WRDD

Ebensburg, Pennsylvania; United States;
- Broadcast area: Johnstown, Pennsylvania
- Frequency: 1580 kHz
- Branding: The Cambria County Radio Network

Programming
- Format: Business talk

Ownership
- Owner: Vernal Enterprises, Inc.

History
- First air date: May 25, 1961 (as WEND)
- Last air date: October 16, 2010
- Former call signs: WEND (1961–1982); WAJE (1982–1985); WEBG (1985–1990);

Technical information
- Facility ID: 18058
- Class: D
- Power: 1,000 watts (daytime); 4 watts (nighttime);

= WRDD (Ebensburg, Pennsylvania) =

WRDD was an American radio station, licensed to Ebensburg, Pennsylvania. WRDD operated at the federally assigned frequency of 1580 kHz, with a maximum power of 1,000 watts. The station ceased operations in 2010, and had its license cancelled on March 20, 2013.

==History==
===Beginnings as WEND===
WRDD first went on the air in 1961 under the ownership of the Allegheny Mountain Network under the call letters WEND, and operated from studios and offices along North Center Avenue in downtown Ebensburg. For most of its early years, the station operated as the simulcast sister station of WEND-FM (now WRKW).

===First sale===
In April 1972, WEND was spun off to new owners Francis Krug and Robert Civis, the former being WEND's general manager under previous ownership. However, the station was sold again on January 1, 1977, to Great American Wireless Signal Company, Incorporated.

On August 10, 1982, WEND was spun off to Camcom Corporation, a company owned by Pittsburgh-based broadcasting engineer Roy J. Humphrey, and adopted the call letters WAJE. The station also moved from its longtime location on Center Avenue into the Cambria Savings Building, known today as the First United Federal Building.

In August 1985, the station was bought out of bankruptcy by Pittsburgh broadcast engineer Phillip Lenz who formed "Ebensburg Broadcast Group", and given the call letters WEBG. The station's studio and offices were moved to the Ebensburg Mini Mall.

By 1990, the station was sold to another owner, Eagle Radio, and became WRDD. Headed by J. Richard Lee and his daughter Jane, Eagle operated WRDD (and co-owned WNCC in Barnesboro) as simulcast outlets of WCRO, as that was the only station of the three left that had an existing studio building. The three stations identified themselves as "Eagle Radio" and broadcast a series of time-brokered religious programs throughout the day.

In 1996, Eagle Broadcasting put all three stations up for sale, after a series of competing religious-formatted FM stations and translators signed on the air. Both WRDD and WNCC were sold to Vernal Enterprises that year, with WCRO being spun off to the Greater Johnstown School District. The company, headed by Indiana County businessman Larry Schrecongost, moved the operations of WNCC back to Barnesboro, where it was joined by WRDD, and set up operations in a new studio. Both WNCC and WRDD simulcast a full-service format of oldies, news, and local sports, which Schrecongost had demonstrated success with on a station that he had acquired four years earlier, WTYM in Kittanning.

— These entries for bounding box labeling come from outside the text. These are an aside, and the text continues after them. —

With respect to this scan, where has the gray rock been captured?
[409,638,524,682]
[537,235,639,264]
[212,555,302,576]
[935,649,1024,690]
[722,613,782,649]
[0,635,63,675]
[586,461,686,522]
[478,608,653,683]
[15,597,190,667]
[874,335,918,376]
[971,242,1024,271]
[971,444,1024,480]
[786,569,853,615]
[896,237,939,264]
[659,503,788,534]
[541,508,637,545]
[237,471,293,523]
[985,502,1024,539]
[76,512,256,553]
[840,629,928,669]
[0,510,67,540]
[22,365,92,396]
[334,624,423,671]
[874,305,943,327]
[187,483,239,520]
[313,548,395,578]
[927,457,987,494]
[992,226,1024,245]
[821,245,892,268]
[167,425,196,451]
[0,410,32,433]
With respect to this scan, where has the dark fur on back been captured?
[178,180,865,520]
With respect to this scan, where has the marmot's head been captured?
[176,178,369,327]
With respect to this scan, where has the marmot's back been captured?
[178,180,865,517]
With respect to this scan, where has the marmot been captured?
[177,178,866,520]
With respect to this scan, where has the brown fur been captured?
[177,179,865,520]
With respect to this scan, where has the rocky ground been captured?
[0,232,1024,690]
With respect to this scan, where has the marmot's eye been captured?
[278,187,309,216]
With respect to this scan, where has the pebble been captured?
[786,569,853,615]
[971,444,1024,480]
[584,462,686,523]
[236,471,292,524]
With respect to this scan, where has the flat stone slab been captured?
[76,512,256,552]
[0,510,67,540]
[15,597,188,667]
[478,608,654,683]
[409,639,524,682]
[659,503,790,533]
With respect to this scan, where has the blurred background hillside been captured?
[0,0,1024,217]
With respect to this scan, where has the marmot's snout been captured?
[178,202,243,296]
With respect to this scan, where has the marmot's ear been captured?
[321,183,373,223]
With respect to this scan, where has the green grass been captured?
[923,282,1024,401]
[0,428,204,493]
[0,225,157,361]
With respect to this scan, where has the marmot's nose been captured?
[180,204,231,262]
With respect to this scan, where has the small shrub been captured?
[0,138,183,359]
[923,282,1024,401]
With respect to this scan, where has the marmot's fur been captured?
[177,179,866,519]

Both WNCC and WRDD were joined four years later by a co-owned FM sister station. Vernal Enterprises was able to secure another construction permit after the window to put WRHB on the air had already come and long gone. Taking call letters from a former oldies station licensed to suburban Altoona, the station signed on as WHPA, billing themselves as broadcasting from the "Heart of Pennsylvania". WHPA did not simulcast its two AM stations, but rather focused on a music-intensive classic hits blend of both oldies and classic rock.

In 2004 WRDD split from its simulcast with WNCC and changed their format to business news/talk.

WRDD was listed with the Federal Communications Commission (FCC) as being silent on Friday, September 3, 2010, with reasons being technical in nature. The tower of WRDD was found in need of repair and was slated to be dismantled due to safety issues. The tower was slated to be demolished around Thanksgiving, with a replacement tower to be purchased with a return to the air in the summer of 2011.

However, the FCC notified Vernal Enterprises in January 2012 that its license was being canceled after the station failed to return to the air by its ordered deadline of October 16, 2011, and no subsequent paperwork was filed by Vernal seeking an extension to its Special Temporary Authority application to remain silent. The tower along Tanner Road in Cambria Township was later demolished.